# A new way to straighten fork...



## mickeyc (Sep 15, 2017)

Thought about getting an old bumper jack or the Harbor Freight bottle jack and 2X4's trick shown on here but had a brain storm.....why not try a ratcheting tie down?  I have one of those.
Worked great and no big dis-assembly.  Just took the front wheel and the 2 support bars (can't think of what you call them right now) off, flipped her over, turned the wheel backwards, used an old front axle with nuts and washers on both sides, hooked up the tie down to the frame, used 2 vise grips to keep the hook on the axle centered and 3 clicks and it was straight.  Took about a half hour start to finish. 
Here's some photos...



 

 

 

 



The last 2 photos show how it was before.

Mike


----------



## bikecrazy (Sep 15, 2017)

Great idea. It might be easier to use a "come along"


----------



## mickeyc (Sep 15, 2017)

bikecrazy said:


> Great idea. It might be easier to use a "come along"

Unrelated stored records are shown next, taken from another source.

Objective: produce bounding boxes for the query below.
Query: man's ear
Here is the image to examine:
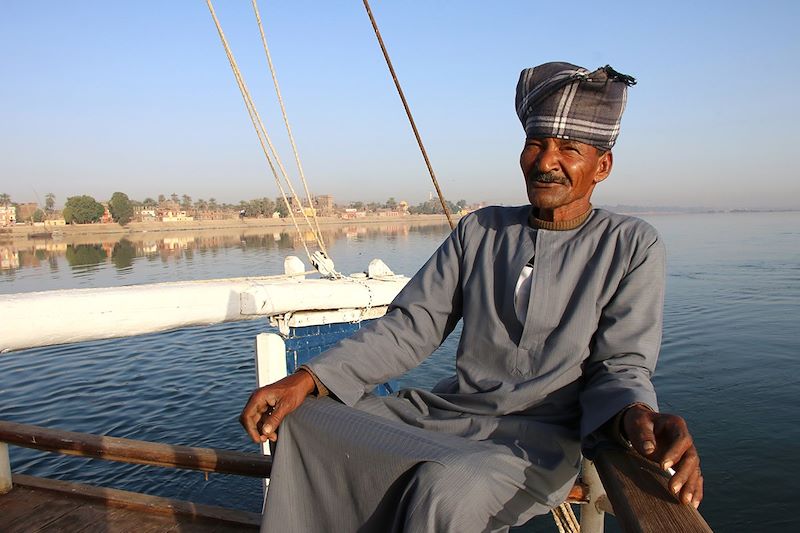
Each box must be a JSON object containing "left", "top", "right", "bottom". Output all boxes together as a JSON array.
[{"left": 594, "top": 150, "right": 613, "bottom": 183}]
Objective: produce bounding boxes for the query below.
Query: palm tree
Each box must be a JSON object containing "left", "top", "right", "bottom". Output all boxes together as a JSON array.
[
  {"left": 45, "top": 193, "right": 56, "bottom": 213},
  {"left": 209, "top": 198, "right": 218, "bottom": 211},
  {"left": 0, "top": 193, "right": 10, "bottom": 206}
]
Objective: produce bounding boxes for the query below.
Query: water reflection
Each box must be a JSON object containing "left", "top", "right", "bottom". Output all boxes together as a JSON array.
[
  {"left": 66, "top": 244, "right": 108, "bottom": 268},
  {"left": 111, "top": 239, "right": 136, "bottom": 270},
  {"left": 0, "top": 221, "right": 451, "bottom": 288}
]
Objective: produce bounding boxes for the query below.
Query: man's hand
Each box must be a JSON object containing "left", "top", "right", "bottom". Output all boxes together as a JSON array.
[
  {"left": 239, "top": 370, "right": 316, "bottom": 443},
  {"left": 623, "top": 405, "right": 703, "bottom": 509}
]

I didn't have one, but you are right.

Mike


----------



## Shawn Michael (Sep 26, 2017)

mickeyc said:


> Thought about getting an old bumper jack or the Harbor Freight bottle jack and 2X4's trick shown on here but had a brain storm.....why not try a ratcheting tie down?  I have one of those.
> Worked great and no big dis-assembly.  Just took the front wheel and the 2 support bars (can't think of what you call them right now) off, flipped her over, turned the wheel backwards, used an old front axle with nuts and washers on both sides, hooked up the tie down to the frame, used 2 vise grips to keep the hook on the axle centered and 3 clicks and it was straight.  Took about a half hour start to finish.
> Here's some photos...
> View attachment 676383 View attachment 676384 View attachment 676385 View attachment 676386 View attachment 676387
> ...



That's a great idea. I think most of us have some straps like that at home. I think I will give it a try myself. 
Thanks, Shawn


----------



## mickeyc (Sep 26, 2017)

What I especially like about this is the fact that the hooks are plastic coated so no scratching and the straps are mesh so, again, no scratching or marking anything.

Mike


----------